Most of the images of printed halftones in books were produced on the Xerox K5200 scanner, which offers a diffuse-dithering algorithm that randomizes the scanner's pattern of dots to produce bitonal images in which the moiré pattern is suppressed or reduced. The algorithm results in speckles to white areas surrounding an illustration, however, adversely affecting the legibility of captions or other typography included in the same scan as the illustration. When the Xerox K5200's diffuse-dithering treatment is applied, the software creates files in the PCX format.

Derivative GIF format images were created for the page-turner utility and, in the case of TIFF and PCX formats, browser compatibility. The derivatives are produced in a batch conversion procedure using Image Alchemy. The resulting image is reduced in scale to fit the typical display monitor and sharpened to enhance legibility. When bitonal images are being processed, gray tones are added, and the resulting image is blurred to mimic grayscale. Tonal resolution for grayscale and color images is generally maintained when converted at 16 colors, as these derivatives were.

After the images were digitized, the preparation of the searchable texts occurred offsite, where a subcontractor converted them to machine-readable form by transcribing the text from the document page images and then encoding it with SGML (Standard Generalized Markup Language). The texts have a transcription accuracy of 99.95 percent. The online presentation offers access to the SGML versions of the texts for users with appropriate viewing software. The SGML markup produced in 1994-95 used the then-current version of the American Memory document type definition (DTD) and was updated to conform to the new DTD, which was modified in 1996. The online presentation of the texts also includes a version in HTML (Hypertext Markup Language), which is easier for most users to access since no special software is required.

Pictorial items

The 170 prints and photographs were first copied to 8 x 10-inch negatives or 4 x 5-inch color transparencies to serve patron requests for copy prints. During a videodisc production activity in the early 1990s, these large negatives were themselves copied to 35 mm film, which was then converted to video for the discs. In 1999, JJT Incorporated of Austin, Texas, rescanned the 35 mm film to produce most of the digital images presented here. This set was scanned to approximately 1500 pixels on the long side. A small set of these images was scanned directly from the 8 x 10-inch negatives in 1993 at a resolution of approximately 1280 pixels on the long side. All the images can be viewed at thumbnail size and as a 640-pixel JPEG-format service image. Some items also have a larger JPEG-format image available at 1024 pixels on the long dimension. The uncompressed TIFF-format file is also available for downloading where it exists.

Motion pictures

The two motion pictures included in The Evolution of the Conservation Movement, 1850-1920 were copied to videotape by Roland House in Arlington, Virginia. The film was shot at varying frame rates; therefore, in the video mastering process, the playback speeds were adjusted to present the appearance of natural motion to the greatest degree possible. Main title frames for each part were added during the editing process.
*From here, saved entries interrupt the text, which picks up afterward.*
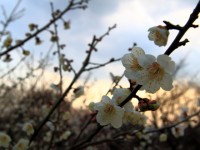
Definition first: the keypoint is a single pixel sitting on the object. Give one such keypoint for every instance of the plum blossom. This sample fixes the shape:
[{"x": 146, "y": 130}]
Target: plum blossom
[
  {"x": 4, "y": 140},
  {"x": 134, "y": 117},
  {"x": 155, "y": 73},
  {"x": 79, "y": 91},
  {"x": 130, "y": 62},
  {"x": 22, "y": 144},
  {"x": 163, "y": 137},
  {"x": 28, "y": 128},
  {"x": 158, "y": 34},
  {"x": 119, "y": 95},
  {"x": 178, "y": 131},
  {"x": 109, "y": 113}
]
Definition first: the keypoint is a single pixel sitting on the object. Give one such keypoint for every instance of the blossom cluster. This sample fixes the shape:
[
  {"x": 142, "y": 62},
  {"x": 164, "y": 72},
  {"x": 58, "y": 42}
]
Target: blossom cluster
[
  {"x": 150, "y": 72},
  {"x": 109, "y": 111},
  {"x": 145, "y": 69}
]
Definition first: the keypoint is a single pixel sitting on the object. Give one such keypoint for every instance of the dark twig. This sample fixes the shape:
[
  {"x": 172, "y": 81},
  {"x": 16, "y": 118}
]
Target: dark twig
[
  {"x": 72, "y": 5},
  {"x": 92, "y": 48},
  {"x": 176, "y": 43}
]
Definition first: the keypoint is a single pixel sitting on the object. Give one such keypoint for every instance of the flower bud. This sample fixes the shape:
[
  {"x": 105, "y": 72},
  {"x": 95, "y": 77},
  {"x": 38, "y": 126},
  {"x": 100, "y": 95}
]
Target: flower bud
[
  {"x": 153, "y": 105},
  {"x": 158, "y": 34}
]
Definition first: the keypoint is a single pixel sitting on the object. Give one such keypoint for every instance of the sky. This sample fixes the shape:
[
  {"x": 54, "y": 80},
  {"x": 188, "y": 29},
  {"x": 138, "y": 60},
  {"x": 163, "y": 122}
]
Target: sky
[{"x": 133, "y": 19}]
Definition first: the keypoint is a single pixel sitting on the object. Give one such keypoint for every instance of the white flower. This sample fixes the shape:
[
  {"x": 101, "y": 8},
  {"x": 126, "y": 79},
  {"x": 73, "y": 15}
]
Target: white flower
[
  {"x": 109, "y": 113},
  {"x": 55, "y": 87},
  {"x": 155, "y": 74},
  {"x": 22, "y": 144},
  {"x": 28, "y": 128},
  {"x": 130, "y": 62},
  {"x": 184, "y": 113},
  {"x": 158, "y": 34},
  {"x": 65, "y": 135},
  {"x": 178, "y": 131},
  {"x": 48, "y": 136},
  {"x": 134, "y": 117},
  {"x": 78, "y": 91},
  {"x": 119, "y": 95},
  {"x": 163, "y": 137},
  {"x": 4, "y": 140}
]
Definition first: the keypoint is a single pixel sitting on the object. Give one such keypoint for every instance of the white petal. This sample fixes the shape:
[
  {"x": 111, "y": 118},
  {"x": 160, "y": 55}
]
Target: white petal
[
  {"x": 137, "y": 51},
  {"x": 130, "y": 74},
  {"x": 151, "y": 86},
  {"x": 166, "y": 82},
  {"x": 117, "y": 119},
  {"x": 146, "y": 60},
  {"x": 102, "y": 119},
  {"x": 127, "y": 60},
  {"x": 141, "y": 77},
  {"x": 166, "y": 63}
]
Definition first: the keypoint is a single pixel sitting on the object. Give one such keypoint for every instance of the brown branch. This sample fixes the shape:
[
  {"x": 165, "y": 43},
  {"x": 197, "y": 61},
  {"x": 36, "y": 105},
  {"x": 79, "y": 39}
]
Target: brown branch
[
  {"x": 176, "y": 43},
  {"x": 92, "y": 48},
  {"x": 71, "y": 6}
]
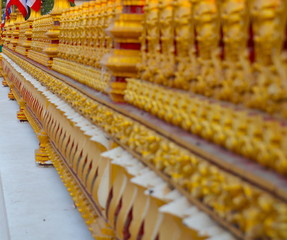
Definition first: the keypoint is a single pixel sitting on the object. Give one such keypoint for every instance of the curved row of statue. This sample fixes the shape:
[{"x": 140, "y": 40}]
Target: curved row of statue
[{"x": 194, "y": 90}]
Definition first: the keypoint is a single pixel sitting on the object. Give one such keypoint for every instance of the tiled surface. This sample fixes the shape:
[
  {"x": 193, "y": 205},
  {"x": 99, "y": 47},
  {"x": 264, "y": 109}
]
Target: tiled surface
[{"x": 38, "y": 205}]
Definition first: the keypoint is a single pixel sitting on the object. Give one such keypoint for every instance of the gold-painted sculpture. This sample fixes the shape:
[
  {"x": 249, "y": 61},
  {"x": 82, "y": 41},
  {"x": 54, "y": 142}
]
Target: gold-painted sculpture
[{"x": 216, "y": 69}]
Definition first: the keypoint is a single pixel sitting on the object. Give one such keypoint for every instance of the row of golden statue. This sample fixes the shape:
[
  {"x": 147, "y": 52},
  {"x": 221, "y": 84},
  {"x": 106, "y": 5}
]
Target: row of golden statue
[{"x": 215, "y": 68}]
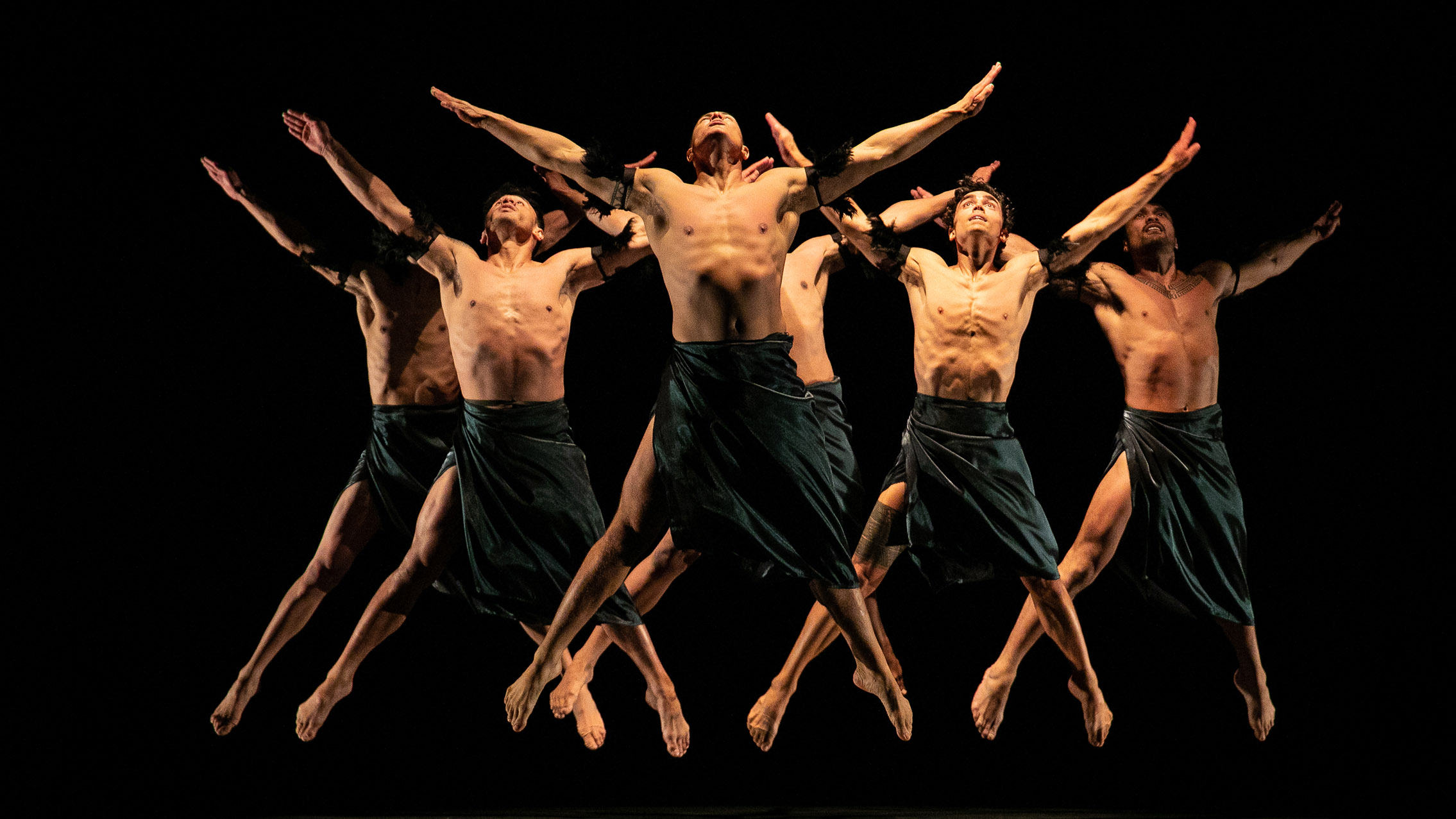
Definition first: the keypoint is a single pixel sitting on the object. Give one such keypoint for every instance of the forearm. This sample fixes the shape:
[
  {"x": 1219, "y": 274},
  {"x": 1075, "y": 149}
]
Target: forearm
[
  {"x": 542, "y": 148},
  {"x": 1273, "y": 258},
  {"x": 369, "y": 190},
  {"x": 1108, "y": 217},
  {"x": 913, "y": 213},
  {"x": 289, "y": 235}
]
The video copies of the films were digitized by Crawford Multimedia in Atlanta, Georgia. MPEG, QuickTime, and RealMedia digital versions are available. For all American Memory collections the MPEG and QuickTime versions of the titles with running times greater than four minutes have been divided into segments to reduce the file sizes to 40 MB or less. A typical 28.8 Internet connection achieves a theoretical maximum download rate of approximately 3.5 KB/sec (210K/min) under ideal conditions. Therefore, a file of 40 MB would take approximately 190 minutes (3 hours, 10 minutes) in optimal conditions and possibly much longer than that (up to two to three times longer depending on Internet traffic load). MPEG files have spatial resolution of 320 x 240 pixels and run at a nominal rate of 30 fps. The QuickTime files have a resolution of 160 x 120 pixels and run at 10-15 fps.